The original Juggernaut_Z_V1_by_RunDiffusion.safetensors is 12.31 GB on disk per the repo listing — it does not fit a 12 GB card with a display attached. Use the FP8 e4m3fn (6.15 GB) or a GGUF Q4–Q5 (4.83–5.68 GB) variant from the HF repo instead. The RTX 4070's Ada sm_89 tensor cores have native FP8 support, so the FP8 path runs at hardware speed.

ComfyUI errors out with a missing custom node

The official Juggernaut Z workflow requires the RES4LFY node; install it from ComfyUI Manager → Custom Nodes, then restart ComfyUI. Documented in the RunDiffusion ComfyUI guide.

The text encoder outputs garbage / wrong CLIP type

Z-Image uses the Qwen3-4B text encoder, not a standard CLIP. In ComfyUI set the CLIP type to lumina2 and point it at qwen_3_4b.safetensors; standard CLIP nodes produce unusable conditioning.

The text-encoder offload feels slow

ComfyUI streams the Qwen3-4B text encoder across the PCIe link during sequential offload. The RTX 4070 is on a PCIe Gen4 x16 link (roughly half the bandwidth of a Gen5 card), so the offloaded-encoder stage is a little slower than on a Gen5 host — the FP8 transformer sampling itself runs on-GPU and is unaffected. If conditioning latency bothers you, keep the encoder resident by stepping down to a smaller GGUF tier to free VRAM.

1024×1024 outputs look noisy or grainy

The Juggernaut Z author flags this on the Civitai release notes: use 960×1440 (or a similar pixel area) instead, or apply the documented two-pass schedule (22 steps Res_2s/Beta at denoise 1.00, then 3 steps Res_2s/Normal at denoise 0.15).

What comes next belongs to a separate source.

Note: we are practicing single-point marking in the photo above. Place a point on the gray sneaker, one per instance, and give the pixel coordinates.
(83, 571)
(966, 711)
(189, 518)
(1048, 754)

Prefer the diffusers path instead of ComfyUI

The repo also ships the 🤗 Diffusers component layout, loadable with DiffusionPipeline.from_pretrained("RunDiffusion/Juggernaut-Z-Image", torch_dtype=torch.bfloat16) — but that path loads the BF16 weights, which do not fit the 12 GB RTX 4070 with a display attached. Per the HF model card, ZImagePipeline support requires diffusers ≥ 0.37.1. On this card stay on the FP8 ComfyUI path above; the diffusers BF16 route is for 16 GB+ cards.